This might come as a shocker, but I, your humble beer writer, enjoy drinking beer. Unfortunately, that can be a problem. When a large part of your job involves drinking beer – like, a lot of beer – it’s all-too-easy for a modest “beer tasting” to slip into a “debaucherous piss-up,” if you’re not careful.
At a recent beer competition I was judging, I sampled 78 different beers over the course of the day. Despite fistfuls of saltines and gallons of tapwater, the next day was a complete write-off. Occupational hazard. I’m not complaining, I swear.
But I’m a dad now, so I have responsibilities. I have things to do and I can’t afford to be hungover. Changing a shit-filled diaper on a tiny screaming human at 3am is not a lot of fun at the best of times, but, with a hangover, it’s literally the worst thing imaginable.
So Belgian tripels, imperial IPAs and anything with a double-digit ABV are pretty much out. I like beer, I want to drink more of it, so often I find myself looking for beer with lower alcohol content.
Apparently, I’m not the only one, because the craft beer industry is increasingly offering more low-ABV beers. Session ales, as they are called, offer all the flavour and character of their higher ABV brethren, but with alcoholic content in the 3.5-4.5% range, allowing them to be sampled in large quantities without the risk of ruining your entire weekend.
Four Winds recently released its Notus Series, which includes a saison, a lager and an IPA that each clock in at 4.5% ABV. Vancouver Island Brewing recently relaunched its entire brand with beers that come in at under 5% ABV. Talisman – Strange Fellows Brewing’s top selling pale ale – originally started out at 3.8% ABV (but has since crept up to 4%).
When I asked Brent Mills, brewmaster and co-founder of Four Winds, about session ales, he told me something I don’t generally hear from a lot of brewers.
“I wish beer didn’t have any alcohol in it,” he said. “That way I could keep drinking it.”
The problem, he continued, is that de-alcoholized beer tastes, for the most part, terrible.
Of course, we here in North America are a little late to the game on this. The English figured this out ages ago, realizing that if they could keep their beer under 4% ABV and tone down the carbonation so as not to upset the stomach, then geezers could park their arses at the pub all night long without getting obliterated and still make it to work the next day. (There’s a direct correlation to the rise of hooliganism and the popularity of lager in the UK. Just sayin’.)
In Australia, mid-strength beers – with an ABV in the 2.5-3.5% range – are a popular alternative to their fizzy full-strength lagers. Sometimes you just want to have a few beers and not get drunk. Imagine that.
Until recently, the concept of session ales has been largely foreign in our corner of the world. For decades, beer came in three ABV ranges. Mass market macro lagers were between 4.5-5.5%, while strong beers were 5.5-7%, and if you wanted something lighter, all you had was watery “light” beers that were always 4%, but never below. The only thing light about them was their colour. And their flavour. And I guess their caloric content.

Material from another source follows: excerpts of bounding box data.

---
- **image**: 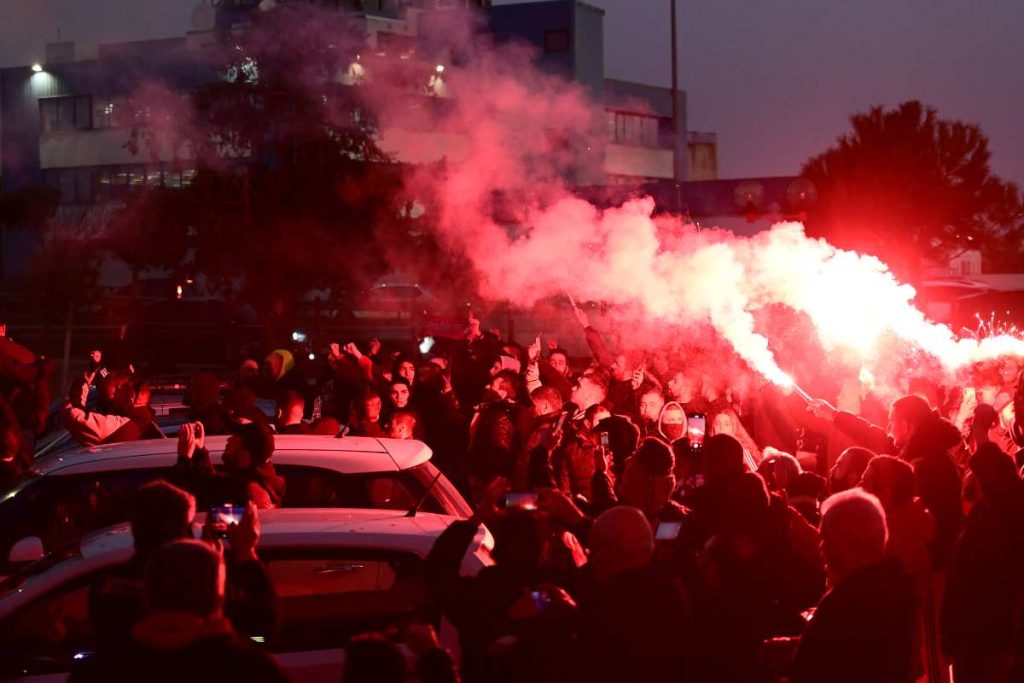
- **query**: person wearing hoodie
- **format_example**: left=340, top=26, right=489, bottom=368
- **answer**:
left=861, top=456, right=941, bottom=681
left=941, top=443, right=1024, bottom=681
left=174, top=415, right=285, bottom=510
left=811, top=394, right=962, bottom=570
left=69, top=540, right=288, bottom=683
left=790, top=488, right=918, bottom=683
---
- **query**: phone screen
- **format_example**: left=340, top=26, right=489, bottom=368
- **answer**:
left=686, top=413, right=708, bottom=447
left=210, top=505, right=246, bottom=538
left=654, top=522, right=683, bottom=541
left=502, top=493, right=537, bottom=510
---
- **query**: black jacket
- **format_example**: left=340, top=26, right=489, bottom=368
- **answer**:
left=836, top=412, right=962, bottom=569
left=791, top=560, right=918, bottom=683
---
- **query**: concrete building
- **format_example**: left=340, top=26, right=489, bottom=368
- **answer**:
left=0, top=0, right=717, bottom=280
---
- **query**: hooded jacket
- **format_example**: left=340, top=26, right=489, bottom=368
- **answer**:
left=836, top=411, right=962, bottom=569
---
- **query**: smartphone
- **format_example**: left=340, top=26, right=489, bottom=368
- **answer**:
left=654, top=522, right=683, bottom=541
left=686, top=413, right=708, bottom=449
left=529, top=591, right=551, bottom=612
left=209, top=505, right=246, bottom=539
left=501, top=493, right=537, bottom=510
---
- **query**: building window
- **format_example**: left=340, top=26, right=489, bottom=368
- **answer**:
left=606, top=112, right=658, bottom=147
left=39, top=95, right=92, bottom=133
left=544, top=29, right=569, bottom=52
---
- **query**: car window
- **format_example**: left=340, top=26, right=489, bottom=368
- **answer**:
left=261, top=548, right=439, bottom=652
left=0, top=468, right=170, bottom=569
left=276, top=465, right=450, bottom=513
left=0, top=580, right=95, bottom=680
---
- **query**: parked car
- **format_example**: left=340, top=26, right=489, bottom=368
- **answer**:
left=0, top=434, right=472, bottom=575
left=0, top=510, right=494, bottom=683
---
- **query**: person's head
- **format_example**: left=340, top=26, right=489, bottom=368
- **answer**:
left=657, top=402, right=686, bottom=443
left=708, top=409, right=739, bottom=436
left=276, top=389, right=306, bottom=427
left=487, top=370, right=519, bottom=400
left=263, top=348, right=295, bottom=382
left=388, top=377, right=410, bottom=411
left=639, top=384, right=665, bottom=423
left=131, top=479, right=196, bottom=559
left=387, top=411, right=416, bottom=439
left=820, top=488, right=889, bottom=583
left=590, top=505, right=654, bottom=583
left=860, top=456, right=916, bottom=514
left=391, top=355, right=416, bottom=385
left=758, top=450, right=803, bottom=490
left=342, top=634, right=408, bottom=683
left=145, top=539, right=226, bottom=618
left=828, top=445, right=874, bottom=494
left=356, top=389, right=382, bottom=423
left=221, top=420, right=273, bottom=472
left=529, top=386, right=562, bottom=418
left=548, top=348, right=569, bottom=377
left=700, top=434, right=743, bottom=483
left=618, top=436, right=676, bottom=518
left=569, top=373, right=608, bottom=410
left=889, top=394, right=932, bottom=449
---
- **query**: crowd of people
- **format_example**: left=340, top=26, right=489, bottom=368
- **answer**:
left=0, top=309, right=1024, bottom=683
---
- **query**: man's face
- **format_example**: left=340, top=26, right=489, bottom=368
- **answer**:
left=662, top=405, right=686, bottom=441
left=391, top=382, right=409, bottom=408
left=398, top=360, right=416, bottom=384
left=362, top=396, right=381, bottom=422
left=221, top=434, right=252, bottom=470
left=640, top=391, right=665, bottom=422
left=669, top=373, right=695, bottom=403
left=387, top=421, right=413, bottom=438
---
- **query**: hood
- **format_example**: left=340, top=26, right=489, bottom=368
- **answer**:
left=657, top=400, right=686, bottom=443
left=131, top=611, right=234, bottom=652
left=902, top=413, right=963, bottom=461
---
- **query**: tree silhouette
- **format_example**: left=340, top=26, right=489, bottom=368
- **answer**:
left=803, top=101, right=1022, bottom=282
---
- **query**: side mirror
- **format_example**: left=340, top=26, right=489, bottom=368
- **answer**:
left=7, top=536, right=46, bottom=563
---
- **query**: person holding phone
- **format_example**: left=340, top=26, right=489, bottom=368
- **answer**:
left=174, top=414, right=285, bottom=510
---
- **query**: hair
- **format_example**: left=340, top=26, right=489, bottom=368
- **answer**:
left=342, top=633, right=407, bottom=683
left=278, top=389, right=306, bottom=413
left=131, top=479, right=196, bottom=559
left=633, top=436, right=676, bottom=477
left=529, top=386, right=562, bottom=410
left=234, top=420, right=273, bottom=466
left=892, top=394, right=932, bottom=427
left=860, top=456, right=918, bottom=509
left=490, top=370, right=519, bottom=400
left=145, top=539, right=224, bottom=616
left=821, top=488, right=889, bottom=560
left=700, top=434, right=743, bottom=480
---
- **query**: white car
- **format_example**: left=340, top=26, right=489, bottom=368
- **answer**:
left=0, top=434, right=472, bottom=575
left=0, top=510, right=494, bottom=683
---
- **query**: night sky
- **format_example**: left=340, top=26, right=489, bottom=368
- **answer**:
left=0, top=0, right=1024, bottom=184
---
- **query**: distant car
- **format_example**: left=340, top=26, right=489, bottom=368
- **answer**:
left=0, top=510, right=494, bottom=683
left=0, top=434, right=472, bottom=575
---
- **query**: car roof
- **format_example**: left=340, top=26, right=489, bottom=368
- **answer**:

Beer was seen as a means to an end. It wasn’t meant to be enjoyed on its merits; it was made to get you drunk, and be somewhat palatable in the process (or not).
Moderate, responsible consumption of alcohol is somewhat of a new concept in our culture (have you been to Granville Street on a Saturday night?). Thankfully, the emergence of craft beer has changed the way people approach beer and how they drink it. Beer is no longer consumed for the sole purpose of getting hammered. Far from it; some craft beer fans I’ve talked to consider drunkenness to be an annoying side effect of their hobby they would rather do without.
Sheryl Crow might like a good beer buzz early in the morning, but some of us have shit to do.